I am part of a new initiative that is working with various 'sports for peace' NGO's. We are a partner with the Asian Football Association and have had football programs in Gaza and Jordan through Play Football Make Peace. Our focus is not limited to football as we have produced 4 international peace sports festival that includes 7 sports. (IPSFestival.org).
We have worked on programs in Palestine, Jordan and Israel with local support teams. One partner is doing a football coach clinic in Jordan, another is seeking to follow up on sports for peace initiatives in the region.
We are looking to set up a small sports for peace 'working' committee to plan upcoming strategy and programs in those countries. We are interreligious, with Muslim, Christian, Jewish and Druzestakeholders. We want to help create an environment of hope and are looking to make relationships with other like minded
One point: We are developing 'sportsmanship education' in various regions of the world. This is designed to show how the lessons learned on the field can help in building trust, relationships and a healthly way of life. We are interested in finding grassroots educators interested in partnering on this long term effort.
Second point: We also have a partner working in Jordan with a goal of improving the quality of coaching in football.
Third point: We also work utilizing the gift of music and culture. Intercultural programs are integrated into the Peace Dream initiative.
If you have a 'local' (Palestine- Jordan based) partner that would be interested in talking with our local representatives and possibly joining a 'sports for peace' working committee, please let us know. The Peace Dream is a variety of programs and NGO's.

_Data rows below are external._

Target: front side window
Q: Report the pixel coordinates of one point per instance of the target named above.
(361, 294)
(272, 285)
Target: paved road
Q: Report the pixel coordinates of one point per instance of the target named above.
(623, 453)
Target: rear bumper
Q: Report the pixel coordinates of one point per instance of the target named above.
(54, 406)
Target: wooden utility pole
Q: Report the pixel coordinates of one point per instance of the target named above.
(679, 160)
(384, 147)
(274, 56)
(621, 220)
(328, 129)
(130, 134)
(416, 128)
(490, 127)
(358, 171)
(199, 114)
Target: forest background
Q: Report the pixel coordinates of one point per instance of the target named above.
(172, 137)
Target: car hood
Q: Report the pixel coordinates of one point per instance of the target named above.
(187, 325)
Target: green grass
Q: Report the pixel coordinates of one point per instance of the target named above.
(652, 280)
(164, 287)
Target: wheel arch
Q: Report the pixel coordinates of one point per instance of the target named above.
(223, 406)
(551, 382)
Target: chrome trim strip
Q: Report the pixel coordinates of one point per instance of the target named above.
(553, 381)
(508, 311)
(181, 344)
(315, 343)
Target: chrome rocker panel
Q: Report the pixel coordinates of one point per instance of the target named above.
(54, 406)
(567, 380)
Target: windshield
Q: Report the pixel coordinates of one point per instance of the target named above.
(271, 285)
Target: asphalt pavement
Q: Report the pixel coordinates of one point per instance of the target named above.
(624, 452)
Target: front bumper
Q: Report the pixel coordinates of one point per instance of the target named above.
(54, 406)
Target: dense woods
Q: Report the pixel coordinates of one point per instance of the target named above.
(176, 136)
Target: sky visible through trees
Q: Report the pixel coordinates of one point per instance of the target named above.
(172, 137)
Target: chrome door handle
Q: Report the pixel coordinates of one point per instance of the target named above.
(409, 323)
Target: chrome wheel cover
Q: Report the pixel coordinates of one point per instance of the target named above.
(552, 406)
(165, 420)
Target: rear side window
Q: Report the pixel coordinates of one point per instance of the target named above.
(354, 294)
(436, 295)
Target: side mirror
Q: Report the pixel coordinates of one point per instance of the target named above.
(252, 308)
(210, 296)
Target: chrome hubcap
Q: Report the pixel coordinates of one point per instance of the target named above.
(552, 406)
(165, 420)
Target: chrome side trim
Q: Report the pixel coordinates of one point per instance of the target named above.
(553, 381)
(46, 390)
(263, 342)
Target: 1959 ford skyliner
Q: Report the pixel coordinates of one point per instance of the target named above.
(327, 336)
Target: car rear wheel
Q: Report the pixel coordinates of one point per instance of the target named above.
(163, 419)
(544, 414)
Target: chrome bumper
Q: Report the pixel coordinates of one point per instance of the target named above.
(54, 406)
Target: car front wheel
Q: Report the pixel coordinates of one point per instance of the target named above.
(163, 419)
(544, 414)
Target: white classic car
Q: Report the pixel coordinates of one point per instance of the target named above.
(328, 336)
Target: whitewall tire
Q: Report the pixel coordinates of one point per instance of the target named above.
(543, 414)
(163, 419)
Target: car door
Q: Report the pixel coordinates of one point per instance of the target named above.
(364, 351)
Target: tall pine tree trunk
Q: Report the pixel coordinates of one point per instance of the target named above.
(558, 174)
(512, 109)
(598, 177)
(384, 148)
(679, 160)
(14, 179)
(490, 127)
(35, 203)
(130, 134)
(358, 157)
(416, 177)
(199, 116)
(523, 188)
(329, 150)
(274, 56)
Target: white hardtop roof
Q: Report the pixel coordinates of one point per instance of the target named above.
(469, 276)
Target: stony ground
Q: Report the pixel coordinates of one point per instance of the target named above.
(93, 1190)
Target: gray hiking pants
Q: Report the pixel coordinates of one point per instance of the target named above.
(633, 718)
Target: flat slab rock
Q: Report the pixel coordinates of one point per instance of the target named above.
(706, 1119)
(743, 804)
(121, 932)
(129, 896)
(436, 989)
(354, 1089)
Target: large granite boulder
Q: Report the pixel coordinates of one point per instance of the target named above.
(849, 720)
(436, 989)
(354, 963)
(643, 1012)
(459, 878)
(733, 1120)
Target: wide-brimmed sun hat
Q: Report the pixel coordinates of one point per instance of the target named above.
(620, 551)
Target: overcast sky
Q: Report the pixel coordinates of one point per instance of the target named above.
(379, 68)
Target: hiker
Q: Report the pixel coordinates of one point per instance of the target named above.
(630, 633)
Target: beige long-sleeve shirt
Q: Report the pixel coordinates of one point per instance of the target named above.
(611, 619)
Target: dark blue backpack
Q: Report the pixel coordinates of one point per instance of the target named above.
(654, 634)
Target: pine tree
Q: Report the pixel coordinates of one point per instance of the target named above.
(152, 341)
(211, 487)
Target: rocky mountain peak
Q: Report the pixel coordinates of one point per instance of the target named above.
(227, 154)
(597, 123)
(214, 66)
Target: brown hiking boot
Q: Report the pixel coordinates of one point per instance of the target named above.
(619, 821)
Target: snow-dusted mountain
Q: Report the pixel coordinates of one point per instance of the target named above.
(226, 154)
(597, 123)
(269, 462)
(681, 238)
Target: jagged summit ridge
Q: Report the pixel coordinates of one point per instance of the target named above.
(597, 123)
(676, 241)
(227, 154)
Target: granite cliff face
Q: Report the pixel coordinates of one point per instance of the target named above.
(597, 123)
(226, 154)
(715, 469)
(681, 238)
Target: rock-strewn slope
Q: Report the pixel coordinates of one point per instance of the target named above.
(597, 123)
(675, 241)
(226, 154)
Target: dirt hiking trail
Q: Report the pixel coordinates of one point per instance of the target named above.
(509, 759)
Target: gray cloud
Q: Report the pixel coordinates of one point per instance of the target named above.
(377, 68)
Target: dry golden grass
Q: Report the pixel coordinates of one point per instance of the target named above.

Best to all your good work.
Though we advocate non-violence and peace to our children, PACES is not really a "Sports for Peace" organiztion as you put it.
We create sanctuaries for the children to feel safe in, learn and be productive in. As I said in an earlier comment, if we were to introduce a variable that would add stress to the mix, then we would have failed the children.
Do I believe that peace is the ONLY solution? Absolutely. Do I think, given the current climate, that it is imminant? Not at all. And therefore PACES provides a shield from any potential extremism and violence through sports programs and activities to children who would otherwise be on the streets and exposed to such factors. So, we prepare our children for "peace", and when it comes, we will "play".
If and when a real peace deal is concluded, one that is fair to all parties and one that will stand the test of time, then PACES will be at the forefront in normalizing and humanizing the situation between all the children. But till then, and again as I articulated previously, PACES must stay away from taking any steps that will be regarded as political statements.
As far as local partners in Palestine, I have a team on the ground that manages the programs and over-sees the 120 coaches that we have created employment for. As for Jordan, we are about to launch a program outside Amman.
One of our main focus areas is the up-grading and improvement of our coaches' abilities, and we have held internal and external clinics for our coaches, and this might be something that we can develop together.
Thank you for participating in this collaborative competition. We value the time and effort you’ve put forth and we would like to offer you feedback and some thought provoking questions from our Evaluation Team.
PACES’ rapid expansion and commitment to transparency is notable and the scope of its current and planned partnerships is extensive. While the PACES concept of using sports as a sanctuary for children against extremism is not necessarily original, its model is efficient, scalable, and replicable elsewhere.
Please use this input as both potential insights into your innovations, as well as constructive ideas for how to improve or grow your organization.